A queda acentuada nas vendas de máquinas agrícolas deixou os produtores rurais receosos de fazer novos investimentos, conforme o diretor da Mallas’Car. Os agricultores estão preferindo fazer a manutenção do maquinário a comprar um novo equipamento. Mas até o momento isso não vem refletindo no aumento da comercialização de peças da empresa, segundo ele. “Há produtores usando as máquinas até elas quebrarem para então abrir e fazer a troca do que for estritamente necessário. Mas o correto seria eles fazerem uma manutenção preventiva”, adverte.

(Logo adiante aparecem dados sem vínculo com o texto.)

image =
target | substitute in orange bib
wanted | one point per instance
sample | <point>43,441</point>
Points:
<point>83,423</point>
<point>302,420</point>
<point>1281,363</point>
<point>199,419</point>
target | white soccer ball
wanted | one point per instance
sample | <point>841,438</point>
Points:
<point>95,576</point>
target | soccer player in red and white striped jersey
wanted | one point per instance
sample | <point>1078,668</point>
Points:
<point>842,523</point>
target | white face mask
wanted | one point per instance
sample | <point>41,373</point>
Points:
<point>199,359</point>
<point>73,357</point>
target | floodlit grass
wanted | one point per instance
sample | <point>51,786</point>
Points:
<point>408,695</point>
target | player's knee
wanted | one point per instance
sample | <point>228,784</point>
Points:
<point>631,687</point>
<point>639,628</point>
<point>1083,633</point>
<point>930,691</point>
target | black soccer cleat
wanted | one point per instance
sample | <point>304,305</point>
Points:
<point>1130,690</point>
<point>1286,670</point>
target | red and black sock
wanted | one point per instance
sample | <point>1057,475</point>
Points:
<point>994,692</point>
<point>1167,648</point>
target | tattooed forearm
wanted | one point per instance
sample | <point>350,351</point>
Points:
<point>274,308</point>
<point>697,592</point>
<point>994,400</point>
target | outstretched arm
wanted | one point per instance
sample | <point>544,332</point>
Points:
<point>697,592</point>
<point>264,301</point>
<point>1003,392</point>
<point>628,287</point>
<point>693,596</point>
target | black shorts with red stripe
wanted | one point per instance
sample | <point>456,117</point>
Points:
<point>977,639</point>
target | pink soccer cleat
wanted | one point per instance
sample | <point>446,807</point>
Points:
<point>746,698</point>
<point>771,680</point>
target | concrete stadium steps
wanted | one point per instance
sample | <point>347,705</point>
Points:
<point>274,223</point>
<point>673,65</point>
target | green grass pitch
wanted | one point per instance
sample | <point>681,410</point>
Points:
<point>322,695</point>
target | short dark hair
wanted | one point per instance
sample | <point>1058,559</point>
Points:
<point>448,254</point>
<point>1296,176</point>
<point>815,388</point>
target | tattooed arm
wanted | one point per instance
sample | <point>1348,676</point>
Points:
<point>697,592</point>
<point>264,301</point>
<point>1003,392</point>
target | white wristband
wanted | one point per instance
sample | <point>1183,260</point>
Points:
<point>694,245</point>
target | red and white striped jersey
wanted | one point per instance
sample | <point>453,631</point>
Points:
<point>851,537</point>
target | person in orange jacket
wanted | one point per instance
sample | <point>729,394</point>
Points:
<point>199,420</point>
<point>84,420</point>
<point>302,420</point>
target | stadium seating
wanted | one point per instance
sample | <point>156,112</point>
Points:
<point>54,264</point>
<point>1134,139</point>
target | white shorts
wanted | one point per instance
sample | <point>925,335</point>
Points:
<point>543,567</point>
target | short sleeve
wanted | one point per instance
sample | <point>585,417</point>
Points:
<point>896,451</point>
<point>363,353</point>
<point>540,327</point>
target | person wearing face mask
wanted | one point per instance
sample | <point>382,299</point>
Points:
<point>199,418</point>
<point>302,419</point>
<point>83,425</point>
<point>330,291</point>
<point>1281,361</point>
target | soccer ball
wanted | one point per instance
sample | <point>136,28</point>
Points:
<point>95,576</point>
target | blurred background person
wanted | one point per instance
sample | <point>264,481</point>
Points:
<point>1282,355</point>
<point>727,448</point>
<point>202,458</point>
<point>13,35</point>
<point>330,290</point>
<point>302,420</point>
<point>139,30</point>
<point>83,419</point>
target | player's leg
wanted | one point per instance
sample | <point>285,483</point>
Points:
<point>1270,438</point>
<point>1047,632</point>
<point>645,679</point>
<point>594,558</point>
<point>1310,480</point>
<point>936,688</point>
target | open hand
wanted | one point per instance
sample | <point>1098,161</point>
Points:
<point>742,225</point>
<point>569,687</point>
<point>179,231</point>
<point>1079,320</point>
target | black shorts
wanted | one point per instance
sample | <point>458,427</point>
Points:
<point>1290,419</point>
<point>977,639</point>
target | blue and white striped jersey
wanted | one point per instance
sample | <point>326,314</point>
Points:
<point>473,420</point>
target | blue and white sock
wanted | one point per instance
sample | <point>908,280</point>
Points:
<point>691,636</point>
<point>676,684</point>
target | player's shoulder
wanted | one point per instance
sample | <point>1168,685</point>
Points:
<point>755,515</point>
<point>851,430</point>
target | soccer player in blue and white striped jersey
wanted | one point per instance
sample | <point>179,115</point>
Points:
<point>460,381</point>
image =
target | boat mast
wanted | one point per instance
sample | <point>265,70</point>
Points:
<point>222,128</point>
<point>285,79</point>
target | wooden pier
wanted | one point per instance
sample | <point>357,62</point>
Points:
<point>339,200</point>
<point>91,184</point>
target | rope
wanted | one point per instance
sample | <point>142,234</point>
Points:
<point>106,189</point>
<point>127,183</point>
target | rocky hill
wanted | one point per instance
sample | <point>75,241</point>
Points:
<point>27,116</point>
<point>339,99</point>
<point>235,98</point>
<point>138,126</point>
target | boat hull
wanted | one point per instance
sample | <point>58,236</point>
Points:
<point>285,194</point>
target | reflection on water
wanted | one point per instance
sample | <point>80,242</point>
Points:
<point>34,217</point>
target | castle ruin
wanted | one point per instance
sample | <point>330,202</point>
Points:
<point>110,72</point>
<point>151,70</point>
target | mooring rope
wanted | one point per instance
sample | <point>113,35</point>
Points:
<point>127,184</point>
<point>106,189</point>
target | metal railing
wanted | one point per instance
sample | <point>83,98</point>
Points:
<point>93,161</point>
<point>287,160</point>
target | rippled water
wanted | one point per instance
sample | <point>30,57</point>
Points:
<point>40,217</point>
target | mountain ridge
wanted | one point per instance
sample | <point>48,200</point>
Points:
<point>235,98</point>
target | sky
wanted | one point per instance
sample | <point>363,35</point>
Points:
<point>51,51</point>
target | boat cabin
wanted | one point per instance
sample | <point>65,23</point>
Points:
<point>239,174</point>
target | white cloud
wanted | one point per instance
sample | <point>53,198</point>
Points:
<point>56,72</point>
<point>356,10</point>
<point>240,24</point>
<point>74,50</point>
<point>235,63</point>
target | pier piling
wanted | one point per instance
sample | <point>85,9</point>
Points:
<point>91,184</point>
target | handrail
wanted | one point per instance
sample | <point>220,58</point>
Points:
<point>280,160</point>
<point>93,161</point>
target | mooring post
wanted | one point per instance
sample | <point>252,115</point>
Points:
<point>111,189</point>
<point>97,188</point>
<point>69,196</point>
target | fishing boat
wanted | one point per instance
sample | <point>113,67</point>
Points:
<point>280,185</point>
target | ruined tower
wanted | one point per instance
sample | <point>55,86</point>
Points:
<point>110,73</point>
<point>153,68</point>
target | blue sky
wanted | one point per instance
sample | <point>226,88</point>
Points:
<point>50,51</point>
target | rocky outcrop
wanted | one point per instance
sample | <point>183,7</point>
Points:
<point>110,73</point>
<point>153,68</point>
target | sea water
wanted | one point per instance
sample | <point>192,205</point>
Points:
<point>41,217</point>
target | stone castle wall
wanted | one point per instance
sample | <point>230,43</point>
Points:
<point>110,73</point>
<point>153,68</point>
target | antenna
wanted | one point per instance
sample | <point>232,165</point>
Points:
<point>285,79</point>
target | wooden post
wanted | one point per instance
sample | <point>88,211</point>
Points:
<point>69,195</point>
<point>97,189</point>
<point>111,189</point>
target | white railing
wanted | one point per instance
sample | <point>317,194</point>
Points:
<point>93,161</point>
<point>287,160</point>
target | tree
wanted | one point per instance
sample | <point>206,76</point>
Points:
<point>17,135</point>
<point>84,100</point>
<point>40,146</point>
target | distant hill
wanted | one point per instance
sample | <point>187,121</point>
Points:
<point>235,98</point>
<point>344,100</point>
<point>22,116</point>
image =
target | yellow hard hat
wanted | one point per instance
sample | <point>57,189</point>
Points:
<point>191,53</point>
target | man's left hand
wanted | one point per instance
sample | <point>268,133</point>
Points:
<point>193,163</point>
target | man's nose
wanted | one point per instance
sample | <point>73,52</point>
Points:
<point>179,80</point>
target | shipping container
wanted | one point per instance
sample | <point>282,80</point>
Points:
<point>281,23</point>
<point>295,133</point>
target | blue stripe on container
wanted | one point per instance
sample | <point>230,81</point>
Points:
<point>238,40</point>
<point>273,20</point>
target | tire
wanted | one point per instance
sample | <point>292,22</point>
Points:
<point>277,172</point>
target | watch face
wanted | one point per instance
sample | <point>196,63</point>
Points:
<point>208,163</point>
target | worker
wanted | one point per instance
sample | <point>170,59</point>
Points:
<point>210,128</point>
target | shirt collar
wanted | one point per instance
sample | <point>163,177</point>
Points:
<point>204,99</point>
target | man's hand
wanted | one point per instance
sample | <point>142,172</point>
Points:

Estudo divulgado pela Confederação da Agricultura e Pecuária do Brasil (CNA), em parceria com o Centro de Inteligência de Mercado da Universidade Federal de Lavras (CIM/UFLA), evidencia que a mecanização eleva a produtividade no campo. De acordo com o levantamento, a produção de café no ano passado foi 26% maior nas regiões onde a atividade é mecanizada em comparação com as áreas onde o trabalho manual é dominante. O estudo coletou informações sobre custos em 12 municípios de seis estados produtores de variedades de café. Os resultados apontaram que o prejuízo nas atividades foi registrado na maioria das regiões analisadas, em exceção ao município de Luís Eduardo Magalhães (BA), no qual a mecanização foi implementada – e onde o faturamento foi maior do que os gastos com a atividade.

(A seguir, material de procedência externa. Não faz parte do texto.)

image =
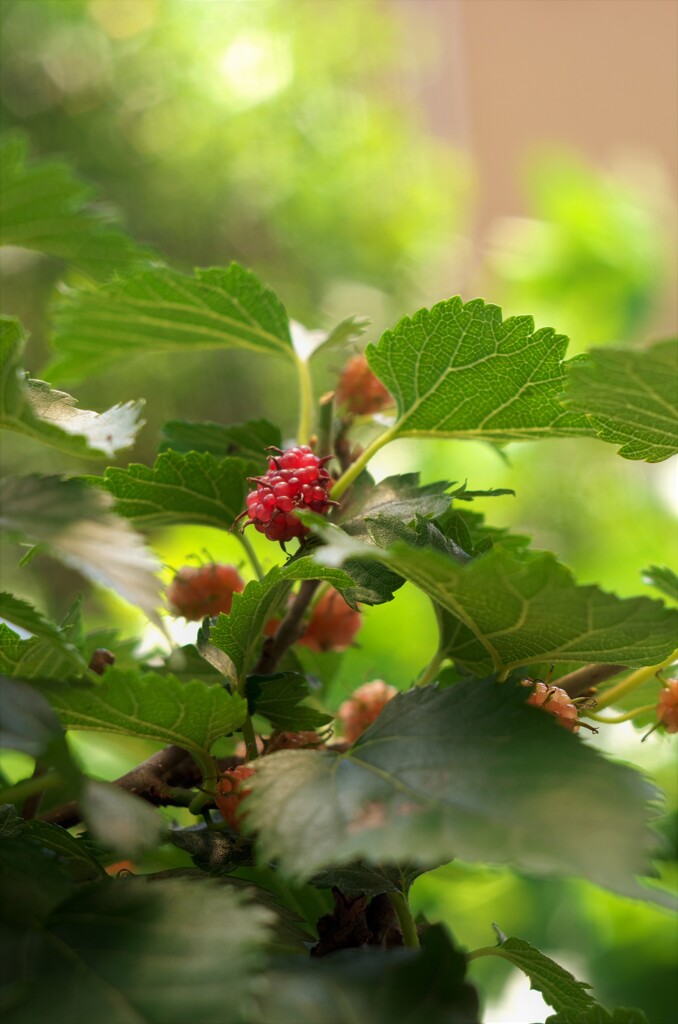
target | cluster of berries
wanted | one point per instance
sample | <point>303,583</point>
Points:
<point>296,479</point>
<point>332,626</point>
<point>355,716</point>
<point>204,590</point>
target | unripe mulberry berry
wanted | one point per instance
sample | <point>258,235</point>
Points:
<point>359,390</point>
<point>333,624</point>
<point>667,709</point>
<point>555,700</point>
<point>296,479</point>
<point>230,793</point>
<point>205,590</point>
<point>364,707</point>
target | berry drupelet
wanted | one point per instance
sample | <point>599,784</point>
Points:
<point>296,479</point>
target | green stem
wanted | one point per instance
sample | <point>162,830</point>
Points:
<point>305,401</point>
<point>631,682</point>
<point>210,773</point>
<point>621,718</point>
<point>251,554</point>
<point>356,468</point>
<point>39,783</point>
<point>406,921</point>
<point>250,738</point>
<point>430,672</point>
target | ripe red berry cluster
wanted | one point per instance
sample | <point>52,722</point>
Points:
<point>296,479</point>
<point>204,590</point>
<point>359,390</point>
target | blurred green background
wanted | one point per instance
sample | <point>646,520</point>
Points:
<point>294,137</point>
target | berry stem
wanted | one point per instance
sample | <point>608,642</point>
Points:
<point>406,921</point>
<point>633,681</point>
<point>250,738</point>
<point>621,718</point>
<point>305,401</point>
<point>251,554</point>
<point>356,468</point>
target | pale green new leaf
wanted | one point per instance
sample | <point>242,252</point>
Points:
<point>511,608</point>
<point>189,715</point>
<point>32,408</point>
<point>560,989</point>
<point>19,612</point>
<point>238,634</point>
<point>471,772</point>
<point>75,523</point>
<point>279,699</point>
<point>664,579</point>
<point>163,310</point>
<point>630,398</point>
<point>459,371</point>
<point>130,951</point>
<point>180,488</point>
<point>45,208</point>
<point>246,440</point>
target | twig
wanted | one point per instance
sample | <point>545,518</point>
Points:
<point>579,682</point>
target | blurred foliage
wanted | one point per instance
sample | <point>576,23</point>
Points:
<point>595,258</point>
<point>273,132</point>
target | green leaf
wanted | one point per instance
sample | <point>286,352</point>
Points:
<point>630,398</point>
<point>598,1015</point>
<point>511,609</point>
<point>44,207</point>
<point>121,821</point>
<point>31,408</point>
<point>459,371</point>
<point>180,488</point>
<point>75,523</point>
<point>191,715</point>
<point>397,497</point>
<point>287,935</point>
<point>238,634</point>
<point>278,698</point>
<point>52,640</point>
<point>471,772</point>
<point>369,880</point>
<point>163,310</point>
<point>664,579</point>
<point>559,988</point>
<point>307,343</point>
<point>374,986</point>
<point>129,950</point>
<point>246,440</point>
<point>72,853</point>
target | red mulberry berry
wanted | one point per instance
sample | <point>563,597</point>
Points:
<point>667,709</point>
<point>359,390</point>
<point>205,590</point>
<point>364,707</point>
<point>230,793</point>
<point>296,479</point>
<point>556,701</point>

“Fica claro que a constante modernização tecnológica desponta como fator-chave para promover o progresso das atividades realizadas no campo. Principalmente no Brasil, um dos maiores representantes da agricultura no mundo, o avanço das operações com tratores agrícolas assumiu um papel crucial para extrair ao máximo o potencial das terras”, analisa Flavio Bajon Filho, da Controlflex, empresa fabricante de cabos de comando para máquinas do setor agrícola. O executivo considera que, embora muitas das condições no campo tenham melhorado, ainda há, em muitas regiões do Brasil, uma frota antiga de máquinas agrícolas, bem como de condições inadequadas para os operadores dessas máquinas. “Existe uma necessidade enorme para realizar investimentos nas operações agrícolas, por meio de aquisições de máquinas modernas; equipamentos e peças de qualidade, como cabos de acionamento mecânico que garantem a operação adequada da máquina agrícola; além de novos estudos para o preparo do solo, plantio, cultivo, colheita e no transporte e manuseio de produtos”, completa Bajon.